Canadian beef production for 2015 reached 959,177 mt, down three per cent from 2014. Exports to the U.S. of fresh and chilled beef cuts were up four per cent and latest data has total exports up one per cent. The recession in Canada took a toll on beef consumption in 2015, especially with the record-high prices. During 2016, we should see an increase in domestic consumption as retail prices come back closer to five-year average levels. Cattle on feed inventories in Alberta and Saskatchewan have been running two per cent above year-ago levels and this trend will likely continue due to lower feeder cattle exports to the U.S.
Beef demand remains a large uncertainty for 2016 as the economic environment continues to erode in Canada and stagnate in the U.S. In early January, many grocers were featuring ground beef 30 per cent off regular price while other higher-end steaks were as much as 50 per cent off. January and February are periods of seasonal low food expenditures but the decrease in retail beef prices may help sustain wholesale and fed cattle prices. The U.S. economy is vulnerable to slower growth in China and this uncertainty is not over. China may experience a period of slow or negative growth after years of double-digit expansion. U.S. per capita beef consumption needs to rise to absorb the larger supplies, but this will only occur through lower retail and restaurant prices compared to 2015.
The Canadian dollar continues to deteriorate, dipping to 13-year lows in mid January. There appears to be no end to the recessionary environment in Canada with historically low commodity prices, mainly crude oil and metals. Unemployment in the private sector continues to grow and governments run larger than projected deficits in 2016. The low Canadian dollar will continue to support fed and feeder cattle prices through 2016.

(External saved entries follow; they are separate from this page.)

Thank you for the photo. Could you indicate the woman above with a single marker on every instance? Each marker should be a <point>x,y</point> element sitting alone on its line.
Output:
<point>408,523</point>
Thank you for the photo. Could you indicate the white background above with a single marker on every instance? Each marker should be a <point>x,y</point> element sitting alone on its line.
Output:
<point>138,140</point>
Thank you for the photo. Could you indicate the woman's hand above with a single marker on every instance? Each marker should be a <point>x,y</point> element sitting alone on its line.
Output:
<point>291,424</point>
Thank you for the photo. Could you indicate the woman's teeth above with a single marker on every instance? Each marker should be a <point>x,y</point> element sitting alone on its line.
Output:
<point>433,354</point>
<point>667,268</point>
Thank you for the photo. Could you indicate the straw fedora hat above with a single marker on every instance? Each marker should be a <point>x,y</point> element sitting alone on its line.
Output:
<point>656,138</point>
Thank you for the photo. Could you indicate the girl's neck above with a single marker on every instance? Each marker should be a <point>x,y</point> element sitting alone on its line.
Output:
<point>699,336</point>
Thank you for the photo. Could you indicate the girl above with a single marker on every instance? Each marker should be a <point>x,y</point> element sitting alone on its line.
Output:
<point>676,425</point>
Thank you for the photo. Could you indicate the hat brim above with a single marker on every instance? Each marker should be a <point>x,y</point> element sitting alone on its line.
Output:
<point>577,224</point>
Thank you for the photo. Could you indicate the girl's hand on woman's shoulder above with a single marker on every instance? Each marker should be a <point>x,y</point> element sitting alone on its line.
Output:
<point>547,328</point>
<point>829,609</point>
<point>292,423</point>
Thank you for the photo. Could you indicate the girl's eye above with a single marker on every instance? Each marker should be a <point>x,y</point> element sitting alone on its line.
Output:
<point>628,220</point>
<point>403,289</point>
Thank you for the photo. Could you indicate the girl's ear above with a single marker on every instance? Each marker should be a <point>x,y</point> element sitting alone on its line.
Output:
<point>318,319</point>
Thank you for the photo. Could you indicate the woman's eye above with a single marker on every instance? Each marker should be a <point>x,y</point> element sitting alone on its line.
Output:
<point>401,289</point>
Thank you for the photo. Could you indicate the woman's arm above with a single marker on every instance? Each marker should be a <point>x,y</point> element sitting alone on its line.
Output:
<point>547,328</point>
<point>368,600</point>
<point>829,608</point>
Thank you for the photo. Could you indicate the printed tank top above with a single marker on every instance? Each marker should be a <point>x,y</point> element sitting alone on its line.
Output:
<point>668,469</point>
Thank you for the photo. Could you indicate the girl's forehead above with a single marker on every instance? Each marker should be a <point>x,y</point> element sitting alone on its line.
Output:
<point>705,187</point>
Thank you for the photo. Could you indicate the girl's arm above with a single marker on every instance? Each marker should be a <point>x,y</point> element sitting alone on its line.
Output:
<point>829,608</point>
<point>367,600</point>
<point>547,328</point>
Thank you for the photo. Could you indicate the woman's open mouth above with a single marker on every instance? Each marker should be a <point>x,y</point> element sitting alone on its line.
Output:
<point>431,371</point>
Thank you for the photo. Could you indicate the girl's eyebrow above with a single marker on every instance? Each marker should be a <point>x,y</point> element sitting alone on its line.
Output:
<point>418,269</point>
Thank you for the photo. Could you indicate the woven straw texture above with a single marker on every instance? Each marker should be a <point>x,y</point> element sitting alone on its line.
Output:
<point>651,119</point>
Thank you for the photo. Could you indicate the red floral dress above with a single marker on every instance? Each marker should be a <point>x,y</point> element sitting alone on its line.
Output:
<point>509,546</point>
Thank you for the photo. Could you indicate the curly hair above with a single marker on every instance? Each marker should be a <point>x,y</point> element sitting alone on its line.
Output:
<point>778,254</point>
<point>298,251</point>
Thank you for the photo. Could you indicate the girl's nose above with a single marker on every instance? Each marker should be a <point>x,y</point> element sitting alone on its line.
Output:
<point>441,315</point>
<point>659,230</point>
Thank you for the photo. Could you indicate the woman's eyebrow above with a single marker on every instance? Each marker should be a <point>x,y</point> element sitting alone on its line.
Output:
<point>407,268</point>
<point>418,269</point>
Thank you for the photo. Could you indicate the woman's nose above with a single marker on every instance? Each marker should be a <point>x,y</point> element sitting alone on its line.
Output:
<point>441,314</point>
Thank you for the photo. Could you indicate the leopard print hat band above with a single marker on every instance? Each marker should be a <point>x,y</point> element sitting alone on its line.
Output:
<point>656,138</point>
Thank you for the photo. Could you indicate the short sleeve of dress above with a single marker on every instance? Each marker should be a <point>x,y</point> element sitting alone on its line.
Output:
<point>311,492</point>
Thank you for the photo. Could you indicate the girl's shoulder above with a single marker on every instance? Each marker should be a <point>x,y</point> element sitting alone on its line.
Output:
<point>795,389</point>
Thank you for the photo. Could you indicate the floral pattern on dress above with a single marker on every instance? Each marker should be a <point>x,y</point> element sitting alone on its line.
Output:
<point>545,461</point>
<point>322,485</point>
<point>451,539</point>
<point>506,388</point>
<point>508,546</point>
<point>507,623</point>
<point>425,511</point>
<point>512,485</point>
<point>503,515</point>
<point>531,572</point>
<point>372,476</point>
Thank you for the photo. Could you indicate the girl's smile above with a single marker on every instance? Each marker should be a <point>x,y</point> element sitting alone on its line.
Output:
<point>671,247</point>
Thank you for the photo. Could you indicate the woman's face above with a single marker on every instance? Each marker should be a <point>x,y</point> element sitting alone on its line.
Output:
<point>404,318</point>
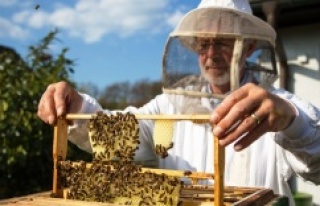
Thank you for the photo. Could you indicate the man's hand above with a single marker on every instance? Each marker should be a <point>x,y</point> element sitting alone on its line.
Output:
<point>248,113</point>
<point>59,98</point>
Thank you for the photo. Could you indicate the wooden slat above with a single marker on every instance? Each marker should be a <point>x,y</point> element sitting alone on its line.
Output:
<point>204,117</point>
<point>60,141</point>
<point>176,173</point>
<point>219,162</point>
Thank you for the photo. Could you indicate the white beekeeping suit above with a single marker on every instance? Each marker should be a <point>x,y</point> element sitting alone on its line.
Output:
<point>271,160</point>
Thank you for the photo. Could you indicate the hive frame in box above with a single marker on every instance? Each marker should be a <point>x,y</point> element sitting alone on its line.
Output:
<point>60,150</point>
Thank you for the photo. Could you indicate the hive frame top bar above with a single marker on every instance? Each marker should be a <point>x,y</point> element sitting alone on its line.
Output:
<point>72,116</point>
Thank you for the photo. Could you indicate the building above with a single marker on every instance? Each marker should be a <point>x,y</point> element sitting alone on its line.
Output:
<point>297,23</point>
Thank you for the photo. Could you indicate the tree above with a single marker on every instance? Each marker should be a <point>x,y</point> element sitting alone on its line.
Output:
<point>25,141</point>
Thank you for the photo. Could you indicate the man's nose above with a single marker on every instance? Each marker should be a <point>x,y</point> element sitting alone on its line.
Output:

The ability of feedlots to lock in a profitable margin for the spring period caused a recovery in the feeder cattle market in January. I’m expecting Canadian fed cattle prices to remain relatively flat during the first quarter and slightly weaker in the second quarter. Feedlots experienced significant equity erosion in the final quarter of 2015 so the recovery in fed cattle prices was a bright New Year’s gift. Further upside in the feeder market would cause feedlot margins to drop back into negative territory. I encourage cow-calf producers to be realistic with their price expectations. This recent recovery is not a return to the historical highs but an adjustment in line with the fed cattle market. The larger U.S. calf crop along with soft margins in the feedlot sector will limit further upside.